What about money, though? Love is great, but Rahi eats blueberries, and Annika insists they be organic. We can’t pay for that with love.

I am existentially worried about money. I don’t mean by this that we struggle to find enough money to survive. Rather, I mean to describe the feeling and the weight of the worry.

Earning money feels like a matter of life and death to me. I am terrified by the prospect of poverty and my family being on the street; more to the point, the prospect is alive. It feels in my fear like an actual possibility.
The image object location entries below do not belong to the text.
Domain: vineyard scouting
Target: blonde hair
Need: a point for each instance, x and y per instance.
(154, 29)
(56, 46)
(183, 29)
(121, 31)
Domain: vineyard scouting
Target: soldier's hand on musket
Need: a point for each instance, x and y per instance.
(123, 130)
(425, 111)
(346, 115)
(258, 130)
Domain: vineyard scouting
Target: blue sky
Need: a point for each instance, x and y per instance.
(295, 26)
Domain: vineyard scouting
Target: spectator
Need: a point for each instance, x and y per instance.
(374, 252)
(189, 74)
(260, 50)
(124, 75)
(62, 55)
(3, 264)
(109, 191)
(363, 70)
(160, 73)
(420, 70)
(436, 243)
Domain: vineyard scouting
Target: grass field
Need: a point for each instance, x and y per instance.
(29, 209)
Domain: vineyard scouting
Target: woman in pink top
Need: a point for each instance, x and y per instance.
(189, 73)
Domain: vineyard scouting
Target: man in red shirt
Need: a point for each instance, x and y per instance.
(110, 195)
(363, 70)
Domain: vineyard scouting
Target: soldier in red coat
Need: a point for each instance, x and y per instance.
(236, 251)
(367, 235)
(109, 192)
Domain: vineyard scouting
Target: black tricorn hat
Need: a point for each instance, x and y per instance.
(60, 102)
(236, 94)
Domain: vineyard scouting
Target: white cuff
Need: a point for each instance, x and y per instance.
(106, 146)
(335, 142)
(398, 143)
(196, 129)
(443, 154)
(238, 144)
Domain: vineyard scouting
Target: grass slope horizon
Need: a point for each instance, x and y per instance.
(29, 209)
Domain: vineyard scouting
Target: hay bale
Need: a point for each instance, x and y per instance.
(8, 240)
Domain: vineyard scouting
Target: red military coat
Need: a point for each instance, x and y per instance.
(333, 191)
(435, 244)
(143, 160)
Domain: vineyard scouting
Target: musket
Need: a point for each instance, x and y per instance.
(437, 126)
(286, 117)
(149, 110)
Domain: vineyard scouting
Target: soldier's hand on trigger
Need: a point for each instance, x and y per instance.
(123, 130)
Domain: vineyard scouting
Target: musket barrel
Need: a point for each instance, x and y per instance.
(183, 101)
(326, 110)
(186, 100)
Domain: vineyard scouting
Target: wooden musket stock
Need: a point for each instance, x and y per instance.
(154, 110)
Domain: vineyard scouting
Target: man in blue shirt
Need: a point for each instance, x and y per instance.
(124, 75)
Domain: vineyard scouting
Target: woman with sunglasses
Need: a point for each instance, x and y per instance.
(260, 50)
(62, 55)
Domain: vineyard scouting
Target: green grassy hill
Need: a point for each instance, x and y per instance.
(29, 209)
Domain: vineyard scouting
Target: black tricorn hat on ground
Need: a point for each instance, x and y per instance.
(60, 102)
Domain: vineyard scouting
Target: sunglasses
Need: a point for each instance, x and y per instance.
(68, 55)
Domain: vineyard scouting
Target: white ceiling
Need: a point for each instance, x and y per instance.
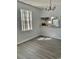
(41, 3)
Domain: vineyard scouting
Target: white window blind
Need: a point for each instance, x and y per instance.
(26, 20)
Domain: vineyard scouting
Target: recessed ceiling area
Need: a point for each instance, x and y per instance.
(41, 3)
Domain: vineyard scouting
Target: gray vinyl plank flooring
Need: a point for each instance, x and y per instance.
(39, 49)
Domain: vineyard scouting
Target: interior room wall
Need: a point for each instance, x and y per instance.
(26, 35)
(51, 31)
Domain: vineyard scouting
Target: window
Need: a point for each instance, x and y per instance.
(26, 20)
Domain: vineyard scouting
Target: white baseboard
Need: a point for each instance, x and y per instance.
(28, 39)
Of course, everything is possible. But a sober judge would estimate the probability of poverty striking the Böddeling-Sanklecha empire as vanishingly small and tending to zero (this is what the Gods call hubris, so forgive me, Zeus!).

If we had enough money, I told Annika, I would happily stop working and just devote myself to us, to our love.

-

“Pahóm’s heart kindled with desire. He thought:

‘Why should I suffer in this narrow hole, if one can live so well elsewhere? I will sell my land and my homestead here, and with the money I will start afresh over there and get everything new. In this crowded place one is always having trouble.’”

-

It’s interesting, how without realising or wanting to, I see “work” as something that I have to do and love as something that will fit into the gaps that work leaves open.

The question that I spoke to Anni - more accurately, the question that was spoken through me - keeps coming back.

What if we lived a life around love?

It’s not some Jesus ideal I’m after. I currently have no aspirations to loving everyone. It’s much more modest than that. I’ve got love at home. What a gift! Why don’t I take up the gift and honour it?

-

Some weeks ago, after Rahi had gone to bed, instead of working Annika and I sat around the kitchen table and talked. We talked like we used to in the months in which we fell in love. We were open and present, we shared freely of ourselves and we received generously of the other.

In the midst of a sentence I broke off, and just looked at my wife.

I’m sorry, I said. I’d stopped listening. You have really beautiful eyes.

And the thing is - she does! Soft, alive, flashing with love and something else, something indefinable but so clearly recognisable, something that lights up our tiny kitchen with a quiet and still beauty.

Her face scrunched up a little, as it does when she feels shy.

I kept looking. I was unable to stop.

For a moment, I saw Annika again.

For a moment, all the accumulated weight of my life, of our lives together, our duties and our disagreements … all of this went quiet and I was allowed to see my wife again.

She is very beautiful.

-

Would it not be something, to organise my life around the aim of being able to see my wife? The aim of being present to my son?

Would it not be something to organise my life around love? To make love the thing I have to do, and let “work” fit into the gaps around it?

-

“‘Ah, that’s a fine fellow!’ exclaimed the Chief ‘He has gained much land!’

"Pahóm’s servant came running up and tried to raise him, but he saw that blood was flogging from his mouth. Pahóm was dead!

"The Bashkírs clicked their tongues to show their pity.

"His servant picked up the spade and dug a grave long enough for Pahóm to he in, and buried him in it. Six feet from his head to his heels was all he needed.”